Ambos guardaron silencio. Al sonido del tambor que llegaba de los barracones de los obreros se había añadido el de un violín. Una música agradable, alegre y bailable se esparció por la sosegada noche. De su barracón llegaban de vez en cuando carcajadas de borracho.

—Yo también voy a beber —dijo Ömer. Y señalando con la cabeza la dirección de la que procedía la música, añadió—: Mira, todos se divierten. Han venido los gitanos. Menuda juerga hay delante del café. A todo el mundo le encanta echar pestes del ferrocarril. Yo también voy a beber.

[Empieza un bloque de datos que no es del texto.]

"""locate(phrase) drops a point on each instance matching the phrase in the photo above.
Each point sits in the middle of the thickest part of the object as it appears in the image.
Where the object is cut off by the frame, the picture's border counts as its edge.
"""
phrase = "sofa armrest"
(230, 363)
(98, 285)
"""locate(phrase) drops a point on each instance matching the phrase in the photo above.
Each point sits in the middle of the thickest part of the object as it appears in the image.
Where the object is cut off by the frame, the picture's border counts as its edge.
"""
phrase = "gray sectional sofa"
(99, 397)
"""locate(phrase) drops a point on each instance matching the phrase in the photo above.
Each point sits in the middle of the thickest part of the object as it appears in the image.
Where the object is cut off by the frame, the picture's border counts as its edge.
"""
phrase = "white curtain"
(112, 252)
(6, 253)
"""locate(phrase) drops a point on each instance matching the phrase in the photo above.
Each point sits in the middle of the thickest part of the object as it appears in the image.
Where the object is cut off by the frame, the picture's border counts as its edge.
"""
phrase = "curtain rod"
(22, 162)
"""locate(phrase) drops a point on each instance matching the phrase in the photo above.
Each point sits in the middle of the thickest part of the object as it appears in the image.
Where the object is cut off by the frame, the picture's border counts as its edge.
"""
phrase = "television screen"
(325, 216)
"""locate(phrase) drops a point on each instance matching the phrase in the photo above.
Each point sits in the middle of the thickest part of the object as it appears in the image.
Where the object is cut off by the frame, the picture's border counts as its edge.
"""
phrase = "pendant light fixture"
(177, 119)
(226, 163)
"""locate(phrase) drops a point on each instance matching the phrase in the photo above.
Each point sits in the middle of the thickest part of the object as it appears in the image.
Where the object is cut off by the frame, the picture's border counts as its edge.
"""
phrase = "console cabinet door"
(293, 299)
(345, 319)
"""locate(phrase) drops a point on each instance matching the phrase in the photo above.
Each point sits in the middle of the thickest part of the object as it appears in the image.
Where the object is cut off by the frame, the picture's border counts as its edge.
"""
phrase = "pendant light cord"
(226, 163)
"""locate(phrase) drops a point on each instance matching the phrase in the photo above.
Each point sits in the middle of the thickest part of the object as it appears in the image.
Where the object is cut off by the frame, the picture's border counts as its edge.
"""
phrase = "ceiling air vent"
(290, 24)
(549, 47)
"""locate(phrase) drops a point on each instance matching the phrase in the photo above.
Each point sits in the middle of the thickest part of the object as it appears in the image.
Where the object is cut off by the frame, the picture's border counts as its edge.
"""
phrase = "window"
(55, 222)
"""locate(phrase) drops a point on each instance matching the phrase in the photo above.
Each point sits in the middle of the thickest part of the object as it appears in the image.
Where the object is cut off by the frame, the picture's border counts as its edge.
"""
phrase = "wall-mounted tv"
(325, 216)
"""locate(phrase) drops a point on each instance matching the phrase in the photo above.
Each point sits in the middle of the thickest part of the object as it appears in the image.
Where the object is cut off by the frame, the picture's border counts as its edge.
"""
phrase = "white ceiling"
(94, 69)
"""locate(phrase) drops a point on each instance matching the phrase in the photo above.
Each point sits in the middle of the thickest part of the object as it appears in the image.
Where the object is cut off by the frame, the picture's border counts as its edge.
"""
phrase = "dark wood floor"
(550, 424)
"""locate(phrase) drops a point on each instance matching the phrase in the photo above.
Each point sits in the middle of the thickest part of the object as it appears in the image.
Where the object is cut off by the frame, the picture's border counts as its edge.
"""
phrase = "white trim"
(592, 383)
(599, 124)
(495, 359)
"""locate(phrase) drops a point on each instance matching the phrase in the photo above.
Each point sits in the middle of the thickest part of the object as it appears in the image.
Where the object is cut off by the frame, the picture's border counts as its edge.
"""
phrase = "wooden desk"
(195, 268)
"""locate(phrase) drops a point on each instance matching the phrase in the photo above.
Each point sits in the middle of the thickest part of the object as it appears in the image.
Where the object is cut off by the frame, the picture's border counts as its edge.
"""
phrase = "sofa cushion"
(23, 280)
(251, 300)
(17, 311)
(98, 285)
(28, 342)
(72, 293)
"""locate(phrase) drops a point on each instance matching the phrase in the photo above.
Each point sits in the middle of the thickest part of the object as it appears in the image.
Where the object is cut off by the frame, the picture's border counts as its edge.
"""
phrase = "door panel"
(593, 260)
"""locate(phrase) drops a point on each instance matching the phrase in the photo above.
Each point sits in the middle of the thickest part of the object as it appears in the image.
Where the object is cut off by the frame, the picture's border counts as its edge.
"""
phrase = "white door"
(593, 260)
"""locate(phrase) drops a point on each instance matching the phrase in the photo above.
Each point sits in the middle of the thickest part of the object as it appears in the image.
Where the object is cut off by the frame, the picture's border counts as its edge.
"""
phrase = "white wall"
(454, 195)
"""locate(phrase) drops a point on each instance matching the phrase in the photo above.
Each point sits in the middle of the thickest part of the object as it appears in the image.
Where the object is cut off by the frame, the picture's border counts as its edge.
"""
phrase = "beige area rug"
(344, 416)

—¿Vamos a echar un vistazo? —dijo Refik.

—Muy bien, vamos a ver.

Se pusieron en pie y echaron a andar hacia los barracones de los obreros. En esa noche tranquila, aquella música, que se iba animando según se acercaban, le pareció a Refik algo desacostumbradamente lejano y ajeno. Ömer conocía de antes a aquella compañía de gitanos. Le contó a Refik que recorrían todas las obras de Sivas a Erzurum, que iban de una a otra tocando, cantando y bailando, que luego las mujeres pasaban la noche con los contratistas o los maestros de obras y que llevaban años así, alojándose aquí y allá desde la primavera hasta el otoño. Luego añadió con aspereza que el año anterior en la obra de Kerim Bey dos subcontratistas mayores se habían peleado por una de las chicas, una muchacha preciosa. Cuando estaban cerca del café se volvió de repente hacia Refik.

—¿Qué opinión tienes de mí? —probablemente se arrepintió al instante de haberlo preguntado, porque señaló a una de las muchachas en medio de la multitud—. Mírala, esa es de quien te hablaba. ¿Qué te parece? Es guapa, ¿verdad?

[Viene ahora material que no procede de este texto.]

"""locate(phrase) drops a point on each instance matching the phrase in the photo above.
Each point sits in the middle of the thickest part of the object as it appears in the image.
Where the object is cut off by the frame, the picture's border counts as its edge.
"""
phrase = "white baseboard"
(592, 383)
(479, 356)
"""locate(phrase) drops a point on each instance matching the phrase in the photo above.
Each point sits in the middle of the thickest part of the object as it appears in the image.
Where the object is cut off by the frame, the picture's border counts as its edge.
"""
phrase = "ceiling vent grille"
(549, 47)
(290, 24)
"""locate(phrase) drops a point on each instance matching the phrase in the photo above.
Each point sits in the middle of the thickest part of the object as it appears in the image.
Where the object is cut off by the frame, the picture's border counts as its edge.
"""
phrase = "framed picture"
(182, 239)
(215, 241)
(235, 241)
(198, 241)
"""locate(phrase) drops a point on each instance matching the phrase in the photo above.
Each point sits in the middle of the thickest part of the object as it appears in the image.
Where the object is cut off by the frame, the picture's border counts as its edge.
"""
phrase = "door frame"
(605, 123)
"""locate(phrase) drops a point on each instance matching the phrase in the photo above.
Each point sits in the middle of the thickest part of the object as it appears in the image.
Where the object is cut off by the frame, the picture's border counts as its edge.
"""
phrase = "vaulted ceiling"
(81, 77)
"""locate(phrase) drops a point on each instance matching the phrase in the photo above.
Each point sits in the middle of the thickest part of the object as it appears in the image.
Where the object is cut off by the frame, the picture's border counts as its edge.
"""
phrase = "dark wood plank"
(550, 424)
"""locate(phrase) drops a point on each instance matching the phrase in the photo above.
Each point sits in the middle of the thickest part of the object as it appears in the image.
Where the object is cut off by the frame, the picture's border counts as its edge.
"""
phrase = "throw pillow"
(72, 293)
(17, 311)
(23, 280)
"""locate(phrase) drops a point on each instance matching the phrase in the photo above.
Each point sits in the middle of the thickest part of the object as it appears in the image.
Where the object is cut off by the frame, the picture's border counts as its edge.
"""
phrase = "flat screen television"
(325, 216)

Delante del café había unos cincuenta o sesenta obreros. El tamborilero y el violinista estaban tocando en un rincón y en medio bailaban dos muchachas. Una de ellas no era guapa, tenía aspecto cansado y miraba a su alrededor sonriendo de mala gana. Tampoco parecían muy contentos los obreros que la rodeaban. Ocho o diez tocaban palmas, de vez en cuando alguno gritaba, la mayoría bostezaba con ojos cansados y adormilados como si pensaran «A ver si se larga de una vez y podemos irnos a dormir». Estaban allí de pie esperando algo, como soldados agotados que regresan a sus casas después de largos combates y de una victoria sangrienta que ha costado muy cara y que esperan cualquier cosa porque no acaban de creerse que la guerra haya terminado. Dentro del café unos hombres dormitaban con los codos apoyados en las mesas. Un borracho, apoyado en la puerta del café, palmeaba bamboleándose y gritaba de vez en cuando. En eso el tambor se calló. Hubo una pausa. Una de las muchachas le dio un empujón a un tipo que se estaba metiendo con ella mientras pasaba la gorra. Varios se rieron. La multitud se agitó. La puerta del café se abría y se cerraba. Cinco o seis hombres echaron a andar lentamente hacia los barracones, a dormir. Luego el tambor y el violín comenzaron de nuevo.

El tambor sonaba, la multitud observaba como esperando, Refik pensaba que habría que hacer algo por aquella gente y comprendió que de nuevo le embargaba la sensación de arrepentimiento y vergüenza que le envolvía cada vez que entraba en el túnel. «Nunca he pretendido integrarme con esta gente —pensó—, pero no está bien quedarme aparte. ¿Por qué les estoy mirando? Han terminado su trabajo, están cansados y se divierten un poco antes de irse a dormir. ¿Y yo? Ellos están ahí, y yo…».

—¿En qué piensas? —le preguntó Ömer.

—En nada.

—Yo sí —contestó Ömer—. Me vuelvo al barracón a beber.

—Bien, yo iré enseguida. Puede que dé un paseo.